Diana Tatit. Temos uma grande influência da Palavra Cantada, sobretudo no que se refere à música de qualidade para criança. Ainda no universo infantil, nos inspiramos no Duo Rodapião, de Belo Horizonte. O Arnaldo Antunes é também uma grande referência; bem como o trabalho dos Barbatuques. Temos ainda influência do extinto Grupo Rumo e de sonoridades diversas, como da cantora Camille, entre outras. No teatro, apreciamos muito o trabalho da Cia Le Plat Du Jour. Para a montagem do “Canta Outra” também buscamos a referência do espetáculo “Momentari”, da Cia. catalã Nats Nus. Nas coreografias, buscamos muitos elementos das danças brasileiras e das brincadeiras infantis.
O grupo é essencialmente teatral nas letras (diálogos), nas músicas, na entonação dos vocalistas, na apresentação no palco. Como foi pensada a estética desse trabalho?
Isabel Tatit. Essa estética nasceu junto com o Tiquequê. Desde o início, queríamos um show musical e teatral. Isso vem muito do nosso gosto pelas duas áreas e pelo desafio que essa união propicia nas montagens dos espetáculos.
Essa influência teatral, com a cena, veio principalmente das primas, Isabel e Diana Tatit, por conta do histórico familiar (serem sobrinhas do Paulo Tatit, integrante do grupo Palavra Cantada) e de paralelamente trabalharem como educadores?
Ângelo Mundy. Antes do Tiquequê, a Isabel e a Diana já tinham experimentado essa união entre música e teatro, por terem participado dos shows “Canções de Ninar” e “Canções Curiosas”, da Palavra Cantada. Com o Tiquequê, puderam ampliar e aprofundar essa pesquisa. O trabalho como educador propicia, sobretudo, um contato frequente com as crianças e uma intimidade que possibilita uma aproximação bastante natural e espontânea quando nos comunicamos com esse público.
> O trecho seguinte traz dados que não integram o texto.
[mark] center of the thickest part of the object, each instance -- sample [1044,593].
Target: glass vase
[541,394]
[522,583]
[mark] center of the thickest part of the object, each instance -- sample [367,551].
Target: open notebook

Quais os planos do grupo para os próximos anos?
Wem. Já estamos planejando a gravação de um CD com as nossas canções autorais, possivelmente já para o ano que vem. Em seguida, queremos produzir DVDs dos nossos outros dois espetáculos.
Poderia deixar uma mensagem para o público de vocês?
Diana Tatit. Obrigado pelo reconhecimento e pelo carinho ao longo desses 10 anos. Esperamos que gostem de assistir novamente (e quantas vezes quiserem!) ao show “Tu toca o quê?”, agora em DVD!